J'apprends donc, pas mal de choses sur ce qu'il ce passe ou c'est passé. Les grand moments ou LAFOLLE se casse et laisse les enfants, un mois cet été, quelques semaines après le placement pour les même raison. Comme Adolphe je vous dis. Entre autre, cette dame me dit, que les enfants seraient là, ça elle en est sur, et que LAFOLLE est parti la veille et n'est pas là en ce moment.
Elle magouille quelques chose c'est sur. Suite a cela, j'appel l'AS, pour en parler, pour vider mon sac, pour l'informé que je n'arrive pas a avoir la gendarme en charge du dossier. Et ce que m'a dit la voisine. Je dois la rappeler un peu plus tard, pas la voisine, l'AS. Elle appel sa collègue et doivent en parler ! Moi de mon coté, je lui lis le courrier au proc, et dois appeler la gendarmerie.
Un peu plus de 16H30. J'ai la gendarme, je sais que l'AS est en poste devant la maison, la gendarme en arrive aussi, réunion de crise devant le taudis.
Un moment après, l'AS me dit qu'ils y sont entrés, mais qu'il n'y a que la grande. Pas les autres enfants. J'ai depuis un gros gros doute. Ça ne colle pas. Il doit, a mon sens y avoir une plaque dans la maison. Mais bon, ce n'est que partie remise.
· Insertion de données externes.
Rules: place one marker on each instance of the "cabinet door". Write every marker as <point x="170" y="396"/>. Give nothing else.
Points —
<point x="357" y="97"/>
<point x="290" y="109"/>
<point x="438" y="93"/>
Plus tard, quand j'ai la gendarme au téléphone, elle me donne quelques infos de plus, et m'explique qu'elle sait pour mon passage a Béziers en novembre. Elle a même cherché à en savoir plus. Elle semble profiter de cet appel avec moi, pour chercher quelques infos de plus. Pas de problème pour moi. Ce qui l'embarrasse, c'est la main levé, qui dit que je sois être avec ma mère pour voir mes enfants. Je l'informe que non, la dernière a levé se point de détail en octobre. Sans douter, sans broncher, elle me dit que c'est la chose qui lui posé problème, même en janvier, au moment des démarche pour un placement. Elle se plain du fait que le dossier soit toujours au TGI ici et pas chez le juge de sa région. Non non, là aussi, il y a du changement, il est parti a Béziers, depuis une grosse semaine. Elle semble soulagée, et me dit : "on va enfin pouvoir travailler".
Je ne sais pas, je ne suis jamais sur de rien, mais il me semble que les forces se regroupent, et plutôt dans mon sens. Si une certitude, toutes les personnes qui approche de près ou de loin LAFOLLE ou le dossier, pensent la même chose. Il faut retirer les enfants des mains de cette folle au plus vite. J'ai a nouveau l'AS au téléphone, elle m'a fait passer son N° de portable. Elle est devant chez la folle, mais rien. Elle me confirme juste, que si les enfants avaient été trouvés, il y aurait eu placement immédiat ! Raté une fois de plus.
Mais je pense que l'eau commence à être a bonne température, la cuisson va pouvoir commencer.
Une très grosse pensé à mes enfants, et à ma petite fille, qui vit une chose terrible a cause d'un monstre. Oui, une mère peut être aussi un monstre.